Till date, 673 ayurveda, yoga and naturopathy, unani, siddha, sowa rigpa and homoeopathy (AYUSH) wellness centres are being run in India by the central government, while another 25,000 AYUSH dispensaries are being run by various state governments. Out of these 7856 dispensaries are of homoeopathy alone. Further, there are 544 AYUSH medical colleges, of which 195 are for homeopathy. The annual student intake in these colleges is around 14,000. In fact 37 per cent of the total number of AYUSH practitioners are of homoeopathy, which amounts to about 0.3 million homeopathic doctors.
CCRH alone has 26 research institutes/ units across the nation. These units conduct research on diseases that are more commonly prevalent in their respective regions. Further, CCRH ties up with many science or research institutes for multidisciplinary research—Indian Institute of Technology (IIT) Mumbai, IIT Delhi, Bose Institute-Kolkata, All India Institute of Medical Sciences (AIIMS) Delhi, Indian Council of Medical Research-Delhi, Delhi State Cancer Institute, Janakpuri, Super Speciality Hospital-Delhi, BRD Medical College and King George’s Medical University-Lucknow, JIMS Institute and Centre for Cellular and Molecular Biology (CCMB)-Hyderabad are some of our prominent collaborators for joint research projects.
Besides, there are private organisations and independent researchers too, many of whom seek grants from the government for conducting their studies under the Ministry of AYUSH’s Extramural Research Scheme.

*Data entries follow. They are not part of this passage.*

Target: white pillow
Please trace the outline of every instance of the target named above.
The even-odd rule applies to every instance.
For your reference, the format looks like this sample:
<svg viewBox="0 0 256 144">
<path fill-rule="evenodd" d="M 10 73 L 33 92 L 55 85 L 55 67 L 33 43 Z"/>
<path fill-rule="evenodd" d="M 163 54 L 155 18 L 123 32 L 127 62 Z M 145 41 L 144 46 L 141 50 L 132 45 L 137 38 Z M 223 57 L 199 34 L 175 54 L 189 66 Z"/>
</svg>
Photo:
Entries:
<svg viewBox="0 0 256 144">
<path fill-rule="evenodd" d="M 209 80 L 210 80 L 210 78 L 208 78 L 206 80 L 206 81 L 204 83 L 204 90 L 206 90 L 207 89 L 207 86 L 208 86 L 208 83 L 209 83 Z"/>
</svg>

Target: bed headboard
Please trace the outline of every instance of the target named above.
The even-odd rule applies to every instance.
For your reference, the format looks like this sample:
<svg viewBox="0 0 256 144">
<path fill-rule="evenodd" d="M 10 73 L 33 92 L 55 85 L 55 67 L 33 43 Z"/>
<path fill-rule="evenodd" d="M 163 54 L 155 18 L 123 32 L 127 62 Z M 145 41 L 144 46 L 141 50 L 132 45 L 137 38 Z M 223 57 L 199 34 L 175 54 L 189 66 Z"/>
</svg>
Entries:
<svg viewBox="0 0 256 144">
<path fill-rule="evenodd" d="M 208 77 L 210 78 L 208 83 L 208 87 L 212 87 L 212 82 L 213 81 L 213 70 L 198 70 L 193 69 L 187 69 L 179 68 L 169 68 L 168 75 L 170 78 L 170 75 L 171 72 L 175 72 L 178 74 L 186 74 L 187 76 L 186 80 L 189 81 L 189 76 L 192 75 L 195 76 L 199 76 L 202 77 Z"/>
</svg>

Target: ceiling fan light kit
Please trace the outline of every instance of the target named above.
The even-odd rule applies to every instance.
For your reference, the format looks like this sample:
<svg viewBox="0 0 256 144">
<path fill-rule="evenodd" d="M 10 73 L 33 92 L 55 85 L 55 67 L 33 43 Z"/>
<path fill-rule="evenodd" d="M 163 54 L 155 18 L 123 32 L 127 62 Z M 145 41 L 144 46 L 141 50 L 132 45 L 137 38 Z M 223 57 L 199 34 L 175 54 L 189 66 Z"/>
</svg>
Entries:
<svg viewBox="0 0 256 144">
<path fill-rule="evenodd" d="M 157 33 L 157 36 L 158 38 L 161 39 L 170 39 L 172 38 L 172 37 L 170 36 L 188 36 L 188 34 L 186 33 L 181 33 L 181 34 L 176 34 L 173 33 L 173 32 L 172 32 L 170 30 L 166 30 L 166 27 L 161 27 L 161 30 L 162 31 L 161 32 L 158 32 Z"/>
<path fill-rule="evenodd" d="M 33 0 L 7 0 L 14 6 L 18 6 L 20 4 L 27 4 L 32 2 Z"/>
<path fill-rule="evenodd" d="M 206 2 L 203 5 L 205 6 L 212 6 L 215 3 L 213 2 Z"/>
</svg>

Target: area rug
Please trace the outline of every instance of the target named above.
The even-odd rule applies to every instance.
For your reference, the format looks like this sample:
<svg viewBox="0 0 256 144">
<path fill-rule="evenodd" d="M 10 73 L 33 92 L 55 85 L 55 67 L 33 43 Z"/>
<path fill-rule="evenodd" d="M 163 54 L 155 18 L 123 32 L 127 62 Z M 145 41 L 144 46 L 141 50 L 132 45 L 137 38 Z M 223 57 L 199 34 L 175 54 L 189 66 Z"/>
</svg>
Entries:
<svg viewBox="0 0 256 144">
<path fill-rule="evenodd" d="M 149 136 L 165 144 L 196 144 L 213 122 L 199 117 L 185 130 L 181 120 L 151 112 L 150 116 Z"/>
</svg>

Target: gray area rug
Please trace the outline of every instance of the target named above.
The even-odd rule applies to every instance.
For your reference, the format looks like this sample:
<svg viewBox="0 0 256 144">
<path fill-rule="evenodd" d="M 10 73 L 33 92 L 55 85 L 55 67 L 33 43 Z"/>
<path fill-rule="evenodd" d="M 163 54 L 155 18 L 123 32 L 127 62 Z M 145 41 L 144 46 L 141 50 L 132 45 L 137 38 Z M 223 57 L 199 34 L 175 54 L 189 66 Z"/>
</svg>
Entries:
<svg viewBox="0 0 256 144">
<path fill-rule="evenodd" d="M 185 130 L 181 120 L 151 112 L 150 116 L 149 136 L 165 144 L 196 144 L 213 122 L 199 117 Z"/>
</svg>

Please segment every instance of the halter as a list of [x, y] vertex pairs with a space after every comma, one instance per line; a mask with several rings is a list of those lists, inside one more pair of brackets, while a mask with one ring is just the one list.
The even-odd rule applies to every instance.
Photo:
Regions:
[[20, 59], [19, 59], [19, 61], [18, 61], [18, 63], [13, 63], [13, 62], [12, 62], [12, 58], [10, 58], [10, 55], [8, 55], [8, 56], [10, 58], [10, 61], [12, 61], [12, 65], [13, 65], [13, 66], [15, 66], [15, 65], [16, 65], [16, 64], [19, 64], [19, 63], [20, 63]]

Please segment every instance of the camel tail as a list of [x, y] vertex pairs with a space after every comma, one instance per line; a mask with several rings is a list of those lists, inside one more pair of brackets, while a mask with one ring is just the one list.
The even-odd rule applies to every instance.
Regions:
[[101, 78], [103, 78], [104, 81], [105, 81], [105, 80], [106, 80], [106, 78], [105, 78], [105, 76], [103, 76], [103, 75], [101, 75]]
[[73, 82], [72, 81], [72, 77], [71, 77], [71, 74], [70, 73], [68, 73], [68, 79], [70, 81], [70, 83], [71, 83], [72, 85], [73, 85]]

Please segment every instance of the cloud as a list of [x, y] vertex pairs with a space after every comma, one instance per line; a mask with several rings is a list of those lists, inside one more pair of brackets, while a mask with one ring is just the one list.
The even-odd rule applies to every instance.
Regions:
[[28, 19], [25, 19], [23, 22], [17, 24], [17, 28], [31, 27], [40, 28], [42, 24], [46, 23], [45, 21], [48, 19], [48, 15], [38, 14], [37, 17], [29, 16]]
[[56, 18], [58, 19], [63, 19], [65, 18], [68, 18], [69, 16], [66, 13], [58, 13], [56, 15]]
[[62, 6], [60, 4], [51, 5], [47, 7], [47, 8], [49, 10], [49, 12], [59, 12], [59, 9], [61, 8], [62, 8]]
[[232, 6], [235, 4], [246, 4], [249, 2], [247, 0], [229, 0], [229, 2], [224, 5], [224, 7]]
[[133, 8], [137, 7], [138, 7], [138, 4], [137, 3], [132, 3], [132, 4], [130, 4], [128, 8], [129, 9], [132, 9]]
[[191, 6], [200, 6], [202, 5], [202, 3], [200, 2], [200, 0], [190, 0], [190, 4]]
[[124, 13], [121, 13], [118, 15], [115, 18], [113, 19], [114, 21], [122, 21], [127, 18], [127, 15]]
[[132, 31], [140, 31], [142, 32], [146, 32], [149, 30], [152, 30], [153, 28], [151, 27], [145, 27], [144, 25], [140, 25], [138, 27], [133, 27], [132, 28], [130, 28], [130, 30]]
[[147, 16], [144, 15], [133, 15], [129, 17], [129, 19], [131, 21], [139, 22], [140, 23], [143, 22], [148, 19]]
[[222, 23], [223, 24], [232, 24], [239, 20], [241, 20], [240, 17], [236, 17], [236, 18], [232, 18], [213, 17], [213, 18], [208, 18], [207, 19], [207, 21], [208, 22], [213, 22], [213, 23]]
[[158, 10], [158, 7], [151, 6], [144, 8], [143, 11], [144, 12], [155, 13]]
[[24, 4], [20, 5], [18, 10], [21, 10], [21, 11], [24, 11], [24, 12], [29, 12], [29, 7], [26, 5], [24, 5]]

G’nY. Do all homoeopathy practitioners follow a similar treatment protocol and are there any referral systems in place for homeopathic treatment?
All homoeopathic practitioners follow common principles for homoeopathic treatment. However, their protocol can be slightly different from one another. To some extent, since homoeopathy is based on individualised treatment, which, in turn, is based on how the physician perceives you and your ailments, some degree of variation in prescriptions and methods are expected. However, largely, the treatment protocol can be the same. To bring in more uniformity in practice methods of homoeopathic physicians, the Council has developed Standard Treatment Guidelines, a two-volume publication that has laid out a standard approach of a practitioner to various diseases that are reported to a homoeopathy clinic and the most recommended or used medicines in those diseases are based on various study outcomes and experts’ opinions.

G’nY. What are your views regarding classical vs modern streams of homeopathic treatment?
As long as a homoeopathic treatment is aimed at treating the individual having the disease, and not merely the disease, it is all good. ‘Individualisation’ is the basic principle of homoeopathy. Classical method, as per the tenets of this gentle science is typically the way homoeopathy should be practiced. However, ‘modern stream of homoeopathic treatment’ can be interpreted in various ways. Using computer software for recording a patient’s symptoms and analysing his or her case may be modern, but could still be done for a classical prescription. On the other hand, there could be a doctor giving two or three medicines together for a multi-morbid patient.

G’nY. What do you think the future looks like for homeopathic treatment in India?
With separate Ministry of AYUSH, the future is definitely brighter. India is a frontrunner in homoeopathy, be it infrastructure, research, number of practitioners, pharmaceutical firms, or even number of patients who use homoeopathy. In fact, many eminent practitioners and researchers from other countries turn to India for joint research and clinical programmes. India is also doing hand holding for its border countries who want to adopt our homoeopathy academic curriculum, treatment integration model, or learn through our conferences. But there is a huge responsibility. There is a need to add rigour in every aspect of homoeopathy—quality of education, infrastructure, research and even drug production.